The load of session management is amortized across all the clients, the clients store their session state and the servers can service many orders of magnitude or more clients in a stateless fashion.
Even for a service that you think will only need in the 10's of thousands of concurrent users, you still should make your service stateless. Tens of thousands is still tens of thousands and there will be time and space cost associated with it.
Stateless is how the HTTP protocol and the web in general was designed to operate and is an overall simpler implementation and you have a single code path instead of a bunch of server side logic to maintain a bunch of session state.
Statelessness means that every HTTP request happens in complete isolation. When the client makes an HTTP request, it includes all information necessary for the server to fulfill that request. The server never relies on information from previous requests. If that information was important, the client would have sent it again in this request. Statelessness also brings new features. It’s easier to distribute a stateless application across load-balanced servers. A stateless application is also easy to cache.
There are actually two kinds of state. Application State that lives on the client and Resource State that lives on the server. A web service only needs to care about your application state when you’re actually making a request.

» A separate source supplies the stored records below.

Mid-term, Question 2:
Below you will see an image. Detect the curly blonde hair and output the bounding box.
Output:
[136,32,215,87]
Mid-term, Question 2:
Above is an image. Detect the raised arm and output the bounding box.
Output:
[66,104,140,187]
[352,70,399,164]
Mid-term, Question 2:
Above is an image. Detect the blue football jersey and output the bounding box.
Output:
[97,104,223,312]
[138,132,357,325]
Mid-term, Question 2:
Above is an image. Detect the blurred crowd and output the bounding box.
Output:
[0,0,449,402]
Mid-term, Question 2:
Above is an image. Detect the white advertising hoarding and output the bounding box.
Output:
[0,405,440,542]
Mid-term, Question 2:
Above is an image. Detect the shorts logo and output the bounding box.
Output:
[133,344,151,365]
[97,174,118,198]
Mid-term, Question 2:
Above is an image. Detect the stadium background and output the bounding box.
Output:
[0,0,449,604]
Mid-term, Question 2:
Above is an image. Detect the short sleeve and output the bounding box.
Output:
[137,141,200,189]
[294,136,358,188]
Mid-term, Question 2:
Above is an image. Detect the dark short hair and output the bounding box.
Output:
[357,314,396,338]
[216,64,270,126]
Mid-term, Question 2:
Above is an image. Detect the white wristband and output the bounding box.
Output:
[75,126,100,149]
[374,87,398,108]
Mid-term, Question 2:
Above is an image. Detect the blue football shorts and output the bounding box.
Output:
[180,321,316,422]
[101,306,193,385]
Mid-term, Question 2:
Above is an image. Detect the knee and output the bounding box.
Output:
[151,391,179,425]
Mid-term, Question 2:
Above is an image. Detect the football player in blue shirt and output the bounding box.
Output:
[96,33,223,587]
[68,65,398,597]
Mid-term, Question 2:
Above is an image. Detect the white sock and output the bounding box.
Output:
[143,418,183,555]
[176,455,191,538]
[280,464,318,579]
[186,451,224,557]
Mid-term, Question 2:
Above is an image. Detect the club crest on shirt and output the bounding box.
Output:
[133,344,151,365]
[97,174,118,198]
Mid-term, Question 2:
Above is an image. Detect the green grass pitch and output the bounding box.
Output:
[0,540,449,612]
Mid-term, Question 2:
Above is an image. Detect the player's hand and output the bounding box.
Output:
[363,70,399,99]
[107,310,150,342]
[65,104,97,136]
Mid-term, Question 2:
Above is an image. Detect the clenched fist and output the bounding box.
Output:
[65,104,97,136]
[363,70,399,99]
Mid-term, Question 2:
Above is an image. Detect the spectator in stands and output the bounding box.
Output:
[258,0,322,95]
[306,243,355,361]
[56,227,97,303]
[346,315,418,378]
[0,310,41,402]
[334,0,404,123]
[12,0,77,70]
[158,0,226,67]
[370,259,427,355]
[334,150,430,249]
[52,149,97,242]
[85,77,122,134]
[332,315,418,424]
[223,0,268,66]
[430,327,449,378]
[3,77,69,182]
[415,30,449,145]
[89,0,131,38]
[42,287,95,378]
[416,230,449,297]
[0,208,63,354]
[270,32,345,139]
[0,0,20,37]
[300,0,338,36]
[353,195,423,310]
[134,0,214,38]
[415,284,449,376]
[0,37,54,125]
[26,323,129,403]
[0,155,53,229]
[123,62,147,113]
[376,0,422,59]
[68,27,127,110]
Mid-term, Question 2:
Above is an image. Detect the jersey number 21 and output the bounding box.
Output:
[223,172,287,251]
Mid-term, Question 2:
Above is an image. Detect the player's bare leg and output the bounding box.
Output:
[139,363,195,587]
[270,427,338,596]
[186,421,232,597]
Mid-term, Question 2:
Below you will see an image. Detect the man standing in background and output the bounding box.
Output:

The rest of the time, it doesn’t even know you exist. This means that whenever a client makes a request, it must include all the application states the server will need to process it. Resource state is the same for every client, and its proper place is on the server. When you upload a picture to a server, you create a new resource: the new picture has its own URI and can be the target of future requests. You can fetch, modify, and delete this resource through HTTP. Hope this helps differentiate what statelessness and various states mean.